---
id: "contrarian-raci-as-conversation"
type: "contrarian-insight"
source_timestamps: ["§ Mistake 2"]
tags: ["contrarian", "tool-usage", "mindset-shift"]
related: ["concept-co-created-racis", "claim-dictated-spreadsheets-fail"]
challenges: "The conventional view that decision-rights tools are primarily documentation and compliance artifacts."
speakers: ["Lindy Greer", "Jennifer Jordan", "Maxim Sytch"]
sources: ["governance"]
sourceVaultSlug: "hbr-seg-governance"
originDay: 7
articleStem: "hbr-sig-48-decision-rights"
sourceUrl: "https://hbr.org/2026/07/what-companies-get-wrong-about-decision-rights"
sourceTitle: "What Companies Get Wrong About Decision Rights"
---
# RACI Is a Conversation Starter, Not a Document

**Conventional view:** RACI is a static project-management artifact — a spreadsheet to fill out and file.

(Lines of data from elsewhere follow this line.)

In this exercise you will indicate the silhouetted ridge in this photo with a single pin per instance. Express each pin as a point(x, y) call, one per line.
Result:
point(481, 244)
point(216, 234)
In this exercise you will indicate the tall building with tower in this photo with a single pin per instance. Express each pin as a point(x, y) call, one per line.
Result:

**Contrarian claim:** the value of RACI is *not* the resulting document but the **difficult, tension-filled conversations** it forces teams to have about goals, power, and alignment. See [[quote-conversation-starters]] and [[concept-co-created-racis]]; the failure it corrects is [[claim-dictated-spreadsheets-fail]].

**Challenges:** the conventional view that decision-rights tools are primarily documentation and compliance artifacts.

**Enrichment tension.** This reframing is consistent with change-management best practice, but note the sharper counter-perspective: McKinsey's *The Limits of RACI—and a Better Way to Make Decisions* argues you should often **abandon** RACI rather than repair it, because the framework is structurally prone to unclear deciders and bureaucratic overload. This article takes the opposite bet — repair RACI via ARCI, behavioral guides, and meeting protocols.